Epilepsy in Older Adults
Epilepsy is more common in older adults than many people realize. In this Clinicians Corner blog post, learn what seizures can look like later in life and how diagnosis and treatment can help people live safely and independently.
What is epilepsy?
- Seizures are a result of brain cells sending out abnormal bursts of electrical activity.
- Epilepsy means having repeated seizures that are not caused by something temporary (like low blood sugar or an infection).

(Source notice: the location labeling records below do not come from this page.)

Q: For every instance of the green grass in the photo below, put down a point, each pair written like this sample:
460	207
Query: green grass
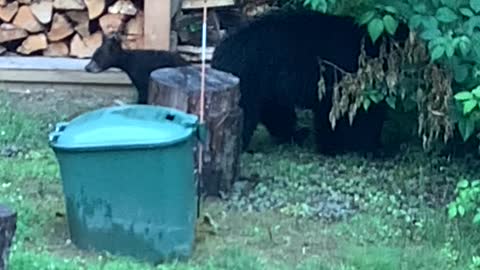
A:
373	239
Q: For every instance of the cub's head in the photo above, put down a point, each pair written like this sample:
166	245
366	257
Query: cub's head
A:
106	55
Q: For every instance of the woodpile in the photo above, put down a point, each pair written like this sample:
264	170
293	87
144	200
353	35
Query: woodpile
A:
73	28
66	28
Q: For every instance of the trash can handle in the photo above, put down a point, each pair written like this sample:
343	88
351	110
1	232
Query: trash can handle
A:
59	128
202	133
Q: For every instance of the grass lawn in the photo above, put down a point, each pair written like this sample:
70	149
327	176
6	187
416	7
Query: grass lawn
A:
304	212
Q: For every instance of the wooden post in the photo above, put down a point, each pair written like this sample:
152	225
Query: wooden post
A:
8	226
157	24
179	88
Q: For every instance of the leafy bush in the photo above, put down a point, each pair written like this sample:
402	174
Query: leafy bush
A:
449	29
467	202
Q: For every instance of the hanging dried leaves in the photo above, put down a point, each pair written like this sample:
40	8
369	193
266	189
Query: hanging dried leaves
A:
403	72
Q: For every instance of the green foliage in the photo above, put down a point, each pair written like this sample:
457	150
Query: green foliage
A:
467	202
468	102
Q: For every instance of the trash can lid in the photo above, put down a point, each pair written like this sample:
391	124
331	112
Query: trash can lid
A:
125	126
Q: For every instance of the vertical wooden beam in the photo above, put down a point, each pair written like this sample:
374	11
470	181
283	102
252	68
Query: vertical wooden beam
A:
157	24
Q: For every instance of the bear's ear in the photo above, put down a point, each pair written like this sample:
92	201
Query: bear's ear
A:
116	36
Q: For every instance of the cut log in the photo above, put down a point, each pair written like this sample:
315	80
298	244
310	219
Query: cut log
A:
69	4
179	88
135	25
111	23
125	7
85	47
26	20
7	12
95	8
60	29
32	44
42	9
56	49
10	32
80	18
8	227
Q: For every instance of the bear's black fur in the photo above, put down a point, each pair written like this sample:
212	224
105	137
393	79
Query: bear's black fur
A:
277	57
137	64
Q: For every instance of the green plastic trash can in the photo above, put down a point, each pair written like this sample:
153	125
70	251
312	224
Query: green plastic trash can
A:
128	180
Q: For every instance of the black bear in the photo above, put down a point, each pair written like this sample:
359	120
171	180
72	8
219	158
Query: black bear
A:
277	59
137	64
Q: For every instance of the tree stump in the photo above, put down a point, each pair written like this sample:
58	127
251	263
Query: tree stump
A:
8	226
179	88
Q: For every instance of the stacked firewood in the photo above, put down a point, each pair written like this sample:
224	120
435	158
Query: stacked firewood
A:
66	28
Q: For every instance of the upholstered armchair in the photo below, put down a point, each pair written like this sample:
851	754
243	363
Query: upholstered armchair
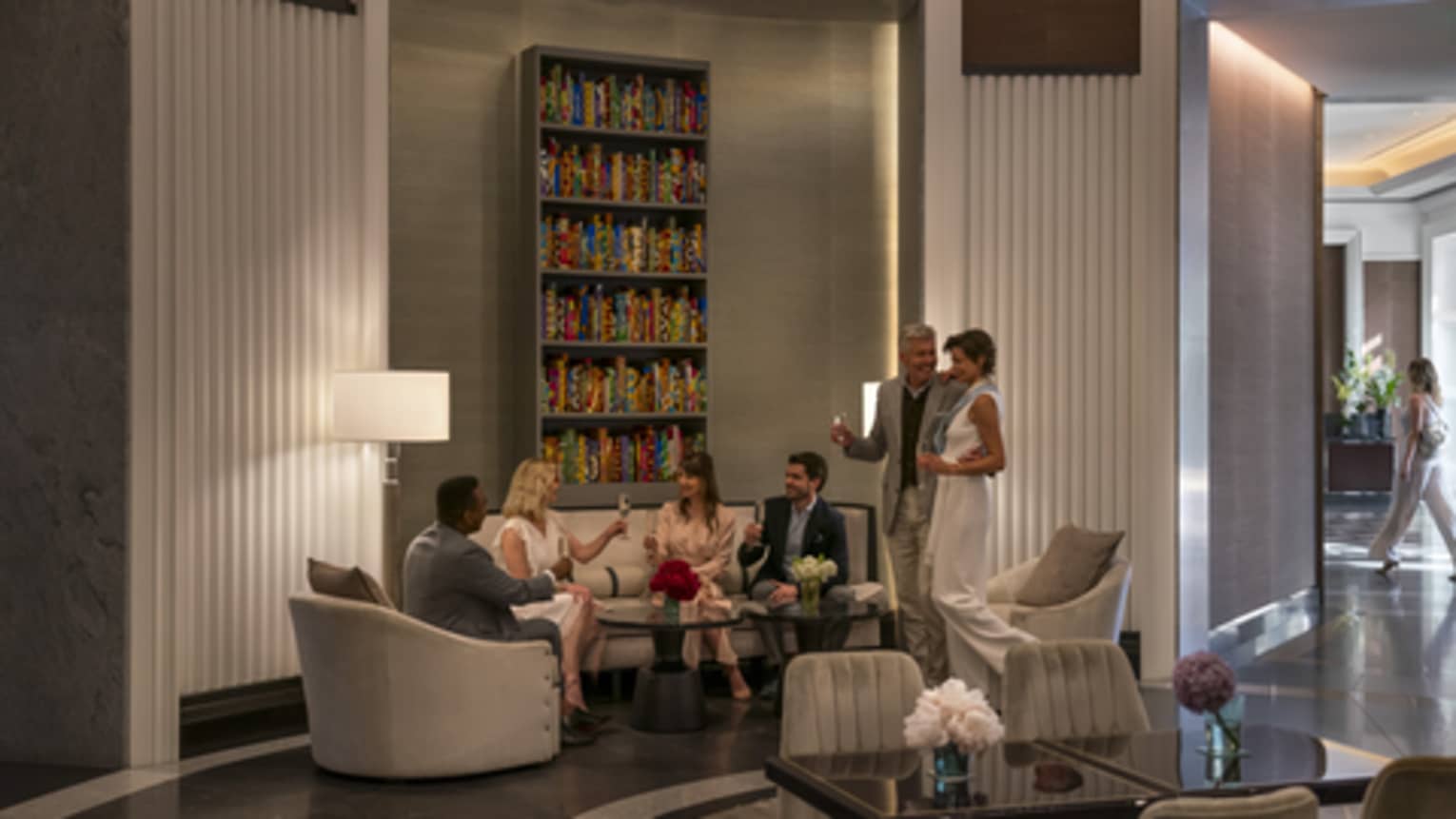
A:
1415	786
1071	689
393	697
845	703
1096	614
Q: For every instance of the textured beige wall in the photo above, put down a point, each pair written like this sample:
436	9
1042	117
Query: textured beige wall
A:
1264	197
801	223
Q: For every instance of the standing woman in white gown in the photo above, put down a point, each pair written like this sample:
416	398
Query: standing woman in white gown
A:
970	453
530	541
1420	475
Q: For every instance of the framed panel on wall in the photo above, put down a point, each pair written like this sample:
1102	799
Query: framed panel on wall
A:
1052	36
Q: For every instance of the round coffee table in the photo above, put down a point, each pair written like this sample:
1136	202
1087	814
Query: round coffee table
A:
669	695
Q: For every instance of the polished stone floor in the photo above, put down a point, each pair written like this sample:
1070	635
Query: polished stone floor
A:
1373	668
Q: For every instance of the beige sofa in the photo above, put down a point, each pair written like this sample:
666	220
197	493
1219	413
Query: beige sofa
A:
620	574
393	697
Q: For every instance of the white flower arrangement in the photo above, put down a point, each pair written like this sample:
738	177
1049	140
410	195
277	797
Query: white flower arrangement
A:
811	568
954	713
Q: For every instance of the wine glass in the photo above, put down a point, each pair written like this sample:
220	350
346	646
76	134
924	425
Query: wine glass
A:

- Non-epileptic events look like seizures but don’t involve abnormal brain activity. These can be fainting spells, migraines, sleep problems, or other medical issues.
How common is it?
- Epilepsy is one of the most common brain conditions in older adults, after stroke and dementia.
- It becomes more frequent after age 65, and the number of people affected is rising as the population ages.
Why is it a concern for seniors?
- Seizures can cause falls, injuries, and loss of independence.
- Older adults often take multiple medications, which can interact and make treatment tricky.
- Their bodies are more sensitive to side effects, so doctors must be extra careful with prescriptions.
What causes seizures in older adults?
- The most common identified cause is stroke.
- Other causes include brain tumors, Alzheimer’s disease, head injuries, infections like meningitis, or chemical imbalances in the body.
- Sometimes, seizures are triggered by alcohol, medication withdrawal, or organ problems (like kidney or liver failure).
How do seizures look in seniors?
- They may not look like the dramatic convulsions people imagine.
- Instead, symptoms can be subtle: confusion, memory lapses, fainting, or loss of awareness.
- Recovery after a seizure can take longer in older adults.
How is epilepsy diagnosed?
Doctors rely on:
- A detailed history of symptoms
- Physical and neurological examination
- Brain scans (like MRI and/or CT scan)
- EEG (a test that measures brain electrical activity)
- Sometimes, longer monitoring with video and EEG is needed to tell seizures apart from other conditions.
How is it treated?
Usually, doctors don’t start long-term medication after just one seizure, unless there are strong risk factors (like abnormal brain scan, EEG or repeated seizures).
When treatment is needed:
- The goal is one medication at the lowest dose that controls seizures with minimal side effects.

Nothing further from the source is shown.